Once I remember, on a shopping expedition, I had a string bag, so in went the brown paper parcel and the eggs on top. I went merrily on my way home and halfway there, to my horror, the eggs had slipped down and were all broken and dripping from the bag! They all thought it so comical that I didn’t get punished.
The assistants used to put the bill and the money tendered into a wooden cup and screw it to the cap which was fixed to a pulley wire and pull the handle and it was sent along to the cashier who sent back the change.
I got 1d from most people for whom I went shopping and more often than not, would give it to Mother to put into the gas meter. She got three hours of gas for that. It was a good day when the man from the gas company came to empty the meter, once in three months. Mother would always get a rebate, perhaps a shilling or more, but it was always welcome.
Where I liked going best was Miss Brown’s. I used to take her bets; it was street betting in those days. She lived with her father and he looked quite old to me, but he was very nice. He would be singing hymns to his tropical birds, whilst Miss Brown was studying the ‘Sporting Man’.

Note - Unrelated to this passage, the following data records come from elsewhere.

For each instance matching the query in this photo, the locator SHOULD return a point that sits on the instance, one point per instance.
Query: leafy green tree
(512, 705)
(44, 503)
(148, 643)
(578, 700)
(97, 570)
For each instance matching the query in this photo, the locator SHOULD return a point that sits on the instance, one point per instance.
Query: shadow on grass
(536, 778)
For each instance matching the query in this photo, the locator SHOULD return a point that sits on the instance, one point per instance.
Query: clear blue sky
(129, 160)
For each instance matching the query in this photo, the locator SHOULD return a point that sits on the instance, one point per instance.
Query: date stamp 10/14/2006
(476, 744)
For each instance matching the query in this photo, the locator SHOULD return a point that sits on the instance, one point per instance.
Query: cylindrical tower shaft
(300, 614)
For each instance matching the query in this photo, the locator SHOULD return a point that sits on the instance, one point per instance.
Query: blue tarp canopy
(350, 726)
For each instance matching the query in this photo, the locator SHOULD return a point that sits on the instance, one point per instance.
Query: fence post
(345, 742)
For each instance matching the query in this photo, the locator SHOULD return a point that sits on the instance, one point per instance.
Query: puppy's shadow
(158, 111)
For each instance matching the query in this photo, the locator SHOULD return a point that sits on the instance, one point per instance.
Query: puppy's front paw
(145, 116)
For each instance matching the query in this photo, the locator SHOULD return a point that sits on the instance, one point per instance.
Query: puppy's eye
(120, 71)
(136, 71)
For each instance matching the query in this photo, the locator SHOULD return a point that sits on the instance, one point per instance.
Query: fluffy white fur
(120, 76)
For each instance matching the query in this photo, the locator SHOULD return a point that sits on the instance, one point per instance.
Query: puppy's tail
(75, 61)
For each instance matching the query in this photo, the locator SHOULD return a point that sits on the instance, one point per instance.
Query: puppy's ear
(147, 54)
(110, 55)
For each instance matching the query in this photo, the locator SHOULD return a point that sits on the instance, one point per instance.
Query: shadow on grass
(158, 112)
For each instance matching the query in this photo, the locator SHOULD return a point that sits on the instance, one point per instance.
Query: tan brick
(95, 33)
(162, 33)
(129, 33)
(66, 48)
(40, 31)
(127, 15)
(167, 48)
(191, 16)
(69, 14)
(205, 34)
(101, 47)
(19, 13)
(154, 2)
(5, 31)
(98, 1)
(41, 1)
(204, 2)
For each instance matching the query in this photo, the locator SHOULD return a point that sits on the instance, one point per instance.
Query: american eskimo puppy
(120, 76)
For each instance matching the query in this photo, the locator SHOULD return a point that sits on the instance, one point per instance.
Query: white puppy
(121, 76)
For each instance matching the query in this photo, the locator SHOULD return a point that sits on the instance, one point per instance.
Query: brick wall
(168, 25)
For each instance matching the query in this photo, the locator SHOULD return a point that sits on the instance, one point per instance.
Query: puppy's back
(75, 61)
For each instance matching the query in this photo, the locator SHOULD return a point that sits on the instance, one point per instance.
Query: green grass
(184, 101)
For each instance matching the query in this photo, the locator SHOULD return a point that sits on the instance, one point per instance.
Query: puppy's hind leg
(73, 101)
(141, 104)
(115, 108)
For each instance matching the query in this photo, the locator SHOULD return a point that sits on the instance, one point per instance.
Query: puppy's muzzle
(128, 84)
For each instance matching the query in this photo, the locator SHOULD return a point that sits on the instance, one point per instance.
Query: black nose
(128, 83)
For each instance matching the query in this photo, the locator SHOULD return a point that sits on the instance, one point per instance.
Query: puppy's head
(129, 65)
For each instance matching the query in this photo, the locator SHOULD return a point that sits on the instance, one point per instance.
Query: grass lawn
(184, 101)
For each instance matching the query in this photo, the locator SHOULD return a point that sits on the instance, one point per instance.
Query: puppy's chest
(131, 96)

He always gave 2d for going with bets, always with the warning to watch out for the police as street betting was an offence even then, although there were no betting shops. If her horses won, she would give me 6d, which was wealth indeed, I always gave it to Mother. She could buy a pound of sausages, or put 1d towards it and buy one pound of stewing steak, “best Argentine”, as Father would say. It needed slow and careful cooking; it was not of the best quality. A lot of Argentine meat was imported in those days.
Mother did the washing and ironing for about four people: Mrs Cottis; Mrs Cowan, the dressmaker; and the stationmaster’s wife Mrs Boyd; and the Erlingtons, two sisters who lived together in Westmoreland Avenue. Washing was a long and tedious process in those days.
First, the fire had to be lit under the set pot to heat the water; that was in the washhouse in the yard, then the pre-soaked clothes had to be put through the big wooden rollers of the mangle, then scraped with a bar of blue mottled soap. The towels and dirty articles had to be scrubbed with a hard brush on the bench in the washhouse. Empty the big wooden poss tub and put in the hot water with some carbosil, a kind of powdered soda; quarter of a packet would be about right. It was 2d a packet, no soap powders available till later. Compo was the first one I can remember from the Co-op.
The customers used to provide the soap etc., so Mother often didn’t have to buy any except some soap to scrub the lino on the floors in the house. We all used to get washed with blue mottled. A lot of things had to be starched, no easy-care material in those days. Mother would stay up till late doing the ironing so that I could take the clean aired washing in a big clothes basket to the respective customers before going to school.